How to tunnel over SSH to access hidden ports?

Scenario: You have an application running on a remote server, such as MySQL.

The server contains sensitive data so you lock it down behind a firewall such that only servers inside the local network can access this MySQL instance. You create a cloud network on "192.168.1.0". Basically only an IP of this range: "192.168.1.x" should be able to access MySQL on port 3306.

So how to access this MySQL instance from your dev machine?

Easy-peasy, just use SSH tunnels.
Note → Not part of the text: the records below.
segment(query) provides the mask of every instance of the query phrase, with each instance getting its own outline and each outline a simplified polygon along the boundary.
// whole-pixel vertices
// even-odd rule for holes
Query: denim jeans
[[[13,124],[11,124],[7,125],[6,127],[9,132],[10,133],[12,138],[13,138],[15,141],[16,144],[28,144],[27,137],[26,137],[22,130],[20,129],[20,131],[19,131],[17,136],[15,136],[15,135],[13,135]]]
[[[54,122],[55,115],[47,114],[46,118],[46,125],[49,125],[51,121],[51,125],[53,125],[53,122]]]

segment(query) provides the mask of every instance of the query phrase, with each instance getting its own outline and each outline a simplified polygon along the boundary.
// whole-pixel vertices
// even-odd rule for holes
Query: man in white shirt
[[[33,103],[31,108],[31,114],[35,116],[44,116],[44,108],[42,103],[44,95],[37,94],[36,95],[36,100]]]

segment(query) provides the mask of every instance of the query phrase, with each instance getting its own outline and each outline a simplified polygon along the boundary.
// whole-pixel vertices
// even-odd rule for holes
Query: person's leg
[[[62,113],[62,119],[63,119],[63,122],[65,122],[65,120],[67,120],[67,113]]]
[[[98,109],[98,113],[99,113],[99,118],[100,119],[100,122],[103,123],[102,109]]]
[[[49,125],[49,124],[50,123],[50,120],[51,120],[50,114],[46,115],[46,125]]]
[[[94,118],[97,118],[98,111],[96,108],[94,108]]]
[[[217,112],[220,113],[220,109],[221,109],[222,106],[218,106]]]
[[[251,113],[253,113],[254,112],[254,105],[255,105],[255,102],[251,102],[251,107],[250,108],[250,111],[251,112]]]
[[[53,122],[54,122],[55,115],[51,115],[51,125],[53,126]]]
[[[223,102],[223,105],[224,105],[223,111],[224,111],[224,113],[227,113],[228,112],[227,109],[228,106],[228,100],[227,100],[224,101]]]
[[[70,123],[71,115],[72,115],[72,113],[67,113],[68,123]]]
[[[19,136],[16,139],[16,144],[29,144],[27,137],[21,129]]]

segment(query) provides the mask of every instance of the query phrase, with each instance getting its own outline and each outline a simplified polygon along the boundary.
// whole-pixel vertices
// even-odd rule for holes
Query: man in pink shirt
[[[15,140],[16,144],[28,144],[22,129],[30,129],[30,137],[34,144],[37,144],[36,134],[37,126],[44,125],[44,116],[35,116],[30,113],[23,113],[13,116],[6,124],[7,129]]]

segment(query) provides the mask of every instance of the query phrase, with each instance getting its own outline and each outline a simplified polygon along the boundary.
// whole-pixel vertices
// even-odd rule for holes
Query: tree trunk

Think of a tunnel as a private, encrypted pipeline that connects you to the remote server, allowing you access to just about anything on the remote server as if you were physically sitting in front of that machine with a keyword and a mouse.

💡 An alternative approach is to use a VPN and just grant access to the VPN's IP.

Since you have an open tunnel, you essentially can access ports on the remote server as if they are running on your local machine via "127.0.0.1" or "localhost".

The firewall grants you access through SSH (usually port 22), thus the private network rule for "192.168.x.x" will not apply to you since you are essentially now on that server as "127.0.0.1".

Opening a tunnel

Okay great! Now that we understand conceptually what a tunnel is, let's open one:

autossh -L  3306:127.0.0.1:3306 -N me@my_remote_servers_ip

The "-L" flag will map port "3306" on the remote server to your local port "3306". Your local port doesn't have to be the same as the remote, you could for example use "3307" so that it doesn't clash with your local MySQL server.

Basically, the port on the left is your local port and the one on the right is the remote server's port.

The "-N" flag will prevent the SSH session from opening a terminal on the remote server. Without this flag, the port will still be mapped correctly, however, it'll also open a remote terminal just as if you started a regular SSH session.

Voila! Now you should be able to connect to the remote server's MySQL by connecting to host "127.0.0.1" and port "3306".

💡AutoSSH is a drop-in replacement for SSH. Literally, just replace the word "ssh" with "autossh" in any "ssh" command, and it should work more or less the same way. The only difference is that AutoSSH will automatically reconnect your SSH session if it is disconnected ( a blip in your WIFI connection or network drop of some kind). On Ubuntu: "apt install autossh".